How expensive are we talking about, if a cloak can become a matter of life and death?

In his book Stuffocation, James Wallman attempts to add up the labour that would have gone into a medieval chemise – a linen under-shirt worn by men and women, rich and poor alike. It’s a thousand years on from Bible times, but the technologies are not so different and it’s a decent indicator of the value involved.

According to Wallman, a tailor could sew a shirt in a day. But each one needed four yards of cloth, and that’s where it starts to get expensive. A weaver might take 90 hours to make four yards of cloth. And that cloth, in turn, required 5,400 yards of thread that would take 400 hours at a spinning wheel. There could easily be two months’ work sunk into a single shirt, and so a fair price would have to reflect that: around £2,000 in today’s money.

You can see why people would be familiar with repair.

You can also see the impact of spinning machines and steam-powered weaving looms in the industrial revolution. By mechanising those tasks, thousands of hours were cut out of the process of making clothes. Costs dropped dramatically. Ordinary people could afford a wardrobe of clothes, not just their workwear and Sunday best. In time, fabrics became so cheap that people could consider things like tablecloths and curtains – extraordinary luxuries that only the richest could have dreamed of.

It might seem hard to imagine soft furnishings as a kingly luxury, as we walk the hallowed halls of Ikea or Dunelm Mill today.

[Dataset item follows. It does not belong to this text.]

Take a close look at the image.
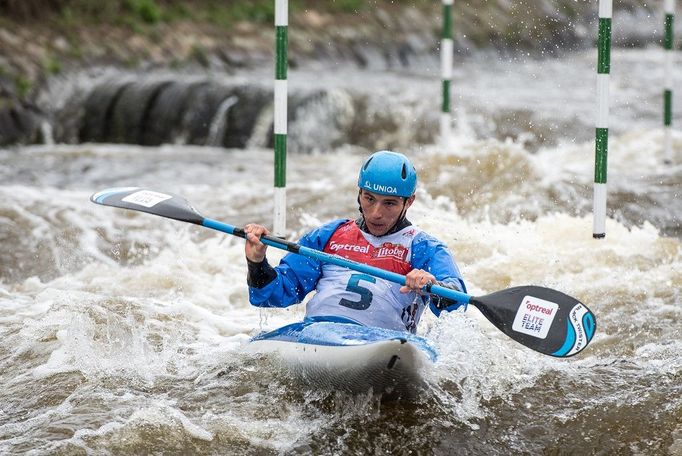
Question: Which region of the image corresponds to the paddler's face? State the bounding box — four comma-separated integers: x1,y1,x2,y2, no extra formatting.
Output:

But that’s why it’s worth reminding ourselves of these stories.

We live in an age of plenty and even of excess. We have moved beyond the pleasures of owning nice things and built our economy around the more specific joy of acquiring new things – even though that means the endless expense and endless waste of ‘consumerism’.

There is a horrendous dark-side to this, from the soil pollution in the cotton fields to the sweatshop labour behind the fashion industry. And that is sadly nothing new. The cheap cotton of the industrial revolution came from slave plantations, the luxury for Europeans paid for with the stolen labour of Black people. Even today, consumerism relies on a social and environmental ‘elsewhere’, still divided along racial lines, to keep the goods flowing and the true cost of them hidden.

This is lamentable, and our faith calls us to work against these injustices.

At the same time, if we jump too quickly to how terrible consumerism is, we might miss one of the most useful tools for addressing it: thankfulness.

Pause to consider how remarkable it is that most of us have so much. Consider the enormity of the progress between your wardrobe, and the disciples discussing shirt repair on a Galilean hillside. Think about the expanding access to goods, the way that so many of us can literally live like kings, the democratising effect that cheaper things has had. Think about the growing reach of this abundance, from a privileged few thousand, to millions, to billions.

Consider the unfathomable total of hours freed up by machines, the human lifetimes liberated from boring and repetitive work at looms and spinning wheels – the kind of work that was often left to people with little choice in the matter, including children.

Yes, the waste of consumerism should call us to better stewardship, a greater appreciation of what we have, and concern for the rights of those in the supply chain. But the benefits of plenty can also be responsibly accepted as the gift that they are. We can choose an outfit and get dressed in the morning with thankfulness, open the curtains with gratitude for a new day – but also with gratitude for curtains!

In taking that moment to be thankful, consumerism is disarmed. The call of novelty, at any human or environmental cost, is silenced. Look at what we have already. What is to be gained from more? With so much already, what can I give? Who is going without, and what can I do about it?

This is the joy of enough, and it can change the world.